Por otro lado, desde el punto de vista teórico, más allá del tópico y la caricatura pansexualista, el psicoanálisis abrió un campo de discusiones riquísimo a propósito de las fuentes de la actividad, las funciones del lenguaje y el desarrollo de la subjetividad. Su idea básica de que en la encrucijada entre la tensión energética del organismo y las condiciones culturales debe resolverse el desarrollo de los procesos psicológicos básicos y superiores (motricidad, percepción, memoria, pensamiento, conciencia, yo, moralidad, etc.) sigue siendo clave para cualquier psicología atenta a la actividad humana. Freud fue uno de los primeros autores en advertir que no hay una relación unívoca entre un estado descompensado o un instinto y un estímulo concreto, ya que tal relación depende de una construcción acontecida en el propio devenir de la acción. Igualmente, fue uno de los primeros autores en observar cómo la motricidad y la percepción ganan en discriminación y precisión de forma progresiva, a partir de la relación que el sujeto va manteniendo con los objetos y ambientes con los que interactúa. En esta misma línea, su idea de que las sensaciones externas se enlazan con huellas de memoria previas y éstas, a su vez, se perfeccionan y complejizan a través de la exposición al lenguaje es plenamente piagetiana y vygotskiana. Freud también advirtió cómo el desarrollo del yo y del sistema cognitivo que lo sustenta está en relación con el proceso evolutivo en el que vamos discriminando entre los estados internos y el mundo, proceso durante el cual se determina qué cosas son verdaderas, reales y satisfactorias, y cuáles no.

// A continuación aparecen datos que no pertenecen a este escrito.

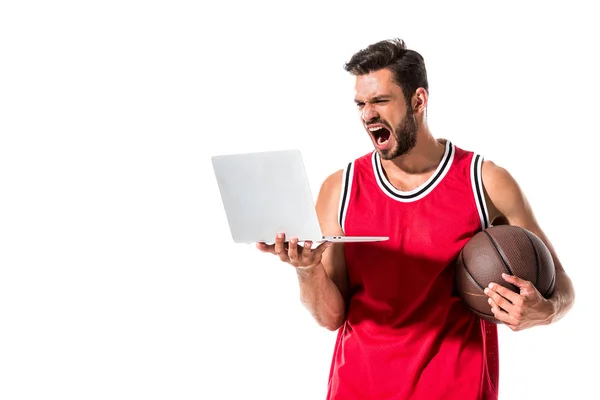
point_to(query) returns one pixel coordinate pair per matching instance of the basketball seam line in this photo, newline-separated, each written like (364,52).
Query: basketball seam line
(551,286)
(469,273)
(537,260)
(498,251)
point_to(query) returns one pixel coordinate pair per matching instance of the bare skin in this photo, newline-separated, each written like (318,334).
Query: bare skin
(322,272)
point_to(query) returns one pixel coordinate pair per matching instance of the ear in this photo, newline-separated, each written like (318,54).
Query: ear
(419,100)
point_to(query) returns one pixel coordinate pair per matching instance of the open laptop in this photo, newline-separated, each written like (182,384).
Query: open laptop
(264,193)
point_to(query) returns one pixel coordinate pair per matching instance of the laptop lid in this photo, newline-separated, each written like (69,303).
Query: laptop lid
(264,193)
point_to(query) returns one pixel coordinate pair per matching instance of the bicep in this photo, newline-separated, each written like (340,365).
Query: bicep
(327,207)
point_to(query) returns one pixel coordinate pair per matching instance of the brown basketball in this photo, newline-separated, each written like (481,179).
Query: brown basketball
(504,248)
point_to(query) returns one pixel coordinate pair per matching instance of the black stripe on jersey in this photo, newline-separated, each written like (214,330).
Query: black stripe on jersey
(342,215)
(392,192)
(479,190)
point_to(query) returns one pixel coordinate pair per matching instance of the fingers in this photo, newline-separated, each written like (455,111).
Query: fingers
(280,249)
(321,249)
(496,291)
(515,280)
(307,250)
(265,248)
(293,251)
(501,314)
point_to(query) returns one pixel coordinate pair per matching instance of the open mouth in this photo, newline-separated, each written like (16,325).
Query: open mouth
(381,134)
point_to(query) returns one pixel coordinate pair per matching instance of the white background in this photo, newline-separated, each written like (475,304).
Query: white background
(118,276)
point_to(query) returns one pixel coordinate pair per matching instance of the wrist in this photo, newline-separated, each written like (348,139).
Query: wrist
(308,271)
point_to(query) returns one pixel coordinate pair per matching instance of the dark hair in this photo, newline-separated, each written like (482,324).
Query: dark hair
(407,66)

En definitiva, el interés y la profundidad teórica de este tipo de aportaciones parecen lo suficientemente relevantes como para no borrar de un plumazo el valor conceptual del pensamiento psicoanalítico en la psicología y su historia; todo ello al margen de que, efectivamente, Freud exagerara sus éxitos terapéuticos o se excediera con las interpretaciones que extraía de sus observaciones clínicas. Como con todos los autores históricos y actuales de la psicología, Freud merece que realicemos una lectura crítica de su obra —y de sus desarrollos posteriores— y una reconsideración de la misma desde sus anclajes histórico y teórico; al menos si de lo que se trata es de aprovechar lo realmente interesante de su pensamiento. Escudriñar morbosamente su anecdotario biográfico tampoco está nada mal, pero quizá convenga más disfrutarlo como placer literario que convertirlo en el único ariete de la crítica epistemológica.